We've been going twice a week for the RPSS treatments. Dr. Oliver always pops in to see how Addie is doing. Whether or not we're scheduled to meet with him that day, he will ALWAYS take time to answer any questions we have. In our weekly visits with him, he continues to assess Addie's progress, assign us more homework therapy for her and educate us. He's so full of knowledge that I marvel that any brain can hold that much information about the brain. Dr. Oliver is also full of hope and his optimism is contagious.
What a difference--to go from Primary's where we are told, "We don't know a lot about the brain, but Addie's seizures are intractable . She'll die within 2-5 years when her brain just burns out. Just keep her comfortable on the drugs--there is nothing you can do" to Dr. Oliver, "We don't know a lot about the brain, but we do know that there is plasticity there. You can always do something to help the brain work better. There's always hope."
And boy does it show! Prior to seeing Dr. Oliver, Addie's heart rate beat above 140 bpm. After the RPSS treatments, her heart beats in the 120s or lower. She's sleeping better and her seizures are decreasing dramatically as she learns to use her "rest & digest" (parasympathetic) system instead of her "flight and fight" (sympathetic) nervous system.

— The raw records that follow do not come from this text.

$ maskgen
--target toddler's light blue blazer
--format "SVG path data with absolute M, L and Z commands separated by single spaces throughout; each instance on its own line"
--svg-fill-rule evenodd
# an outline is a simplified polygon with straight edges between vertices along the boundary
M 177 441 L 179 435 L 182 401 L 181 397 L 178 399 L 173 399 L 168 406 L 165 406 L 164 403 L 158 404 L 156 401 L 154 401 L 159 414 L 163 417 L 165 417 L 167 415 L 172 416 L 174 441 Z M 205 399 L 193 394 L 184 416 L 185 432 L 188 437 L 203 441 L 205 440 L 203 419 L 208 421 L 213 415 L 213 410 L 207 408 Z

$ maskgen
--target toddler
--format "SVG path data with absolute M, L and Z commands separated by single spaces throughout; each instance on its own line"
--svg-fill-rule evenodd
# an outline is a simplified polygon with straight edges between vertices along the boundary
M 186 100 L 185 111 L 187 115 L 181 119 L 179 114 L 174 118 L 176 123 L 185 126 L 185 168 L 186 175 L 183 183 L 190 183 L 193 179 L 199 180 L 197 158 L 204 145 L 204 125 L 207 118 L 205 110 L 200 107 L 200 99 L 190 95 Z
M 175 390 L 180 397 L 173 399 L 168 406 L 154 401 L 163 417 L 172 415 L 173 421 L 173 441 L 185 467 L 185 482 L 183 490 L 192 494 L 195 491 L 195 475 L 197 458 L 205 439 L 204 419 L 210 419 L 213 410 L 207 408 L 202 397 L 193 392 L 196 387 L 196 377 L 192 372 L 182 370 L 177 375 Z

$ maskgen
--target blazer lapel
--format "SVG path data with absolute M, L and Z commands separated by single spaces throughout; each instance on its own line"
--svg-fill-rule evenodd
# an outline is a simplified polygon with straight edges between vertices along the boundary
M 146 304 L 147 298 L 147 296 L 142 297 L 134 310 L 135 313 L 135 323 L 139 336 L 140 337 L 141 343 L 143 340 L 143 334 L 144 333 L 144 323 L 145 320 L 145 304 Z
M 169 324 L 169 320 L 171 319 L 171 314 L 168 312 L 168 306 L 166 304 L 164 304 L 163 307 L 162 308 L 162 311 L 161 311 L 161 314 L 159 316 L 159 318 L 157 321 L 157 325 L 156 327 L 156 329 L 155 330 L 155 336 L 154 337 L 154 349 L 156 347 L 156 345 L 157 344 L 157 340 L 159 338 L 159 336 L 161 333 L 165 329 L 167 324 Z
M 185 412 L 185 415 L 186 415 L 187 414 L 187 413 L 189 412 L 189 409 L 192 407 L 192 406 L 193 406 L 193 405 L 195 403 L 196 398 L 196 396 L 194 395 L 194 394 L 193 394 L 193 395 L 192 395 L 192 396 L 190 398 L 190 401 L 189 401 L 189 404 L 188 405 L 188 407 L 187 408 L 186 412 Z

I leave you with two favorites to summarize:
Josuah 1:9 
Have not I commanded thee? Be strong and of a good courage; be not afraid, neither be thou dismayed: for the Lord thy God is with thee whithersoever thou goest.
The Road Not Taken
by Robert Frost
Two roads diverged in a yellow wood,
And sorry I could not travel both
And be one traveler, long I stood
And looked down one as far as I could
To where it bent in the undergrowth;
Then took the other, as just as fair,
And having perhaps the better claim,
Because it was grassy and wanted wear;
Though as for that the passing there
Had worn them really about the same,
And both that morning equally lay
In leaves no step had trodden black.
Oh, I kept the first for another day!
Yet knowing how way leads on to way,
I doubted if I should ever come back.
I shall be telling this with a sigh
Somewhere ages and ages hence:
Two roads diverged in a wood, and I—
I took the one less traveled by,
And that has made all the difference.
*I've learned in my studies that after your body adjusts to a mind-altering drug, like Addie's seizure meds, it evolves to a new state of living with the drug. Even after you've weaned from a drug and it has all worked out of your body, you will still see residual stress for a short period. The intensity will make you think, "Oh no--I'm broken! I must need this drug to be normal. I better go back on it." Just hold on. Give your body time to adapt to a new state of living without the drug. Addie's seizures intensified after the drug was out of her body. I cried, "Oh--she really did need the drugs." It took about three weeks for her to adapt to her new state; but she did learn to cope. We would NOT go back to her drugged state.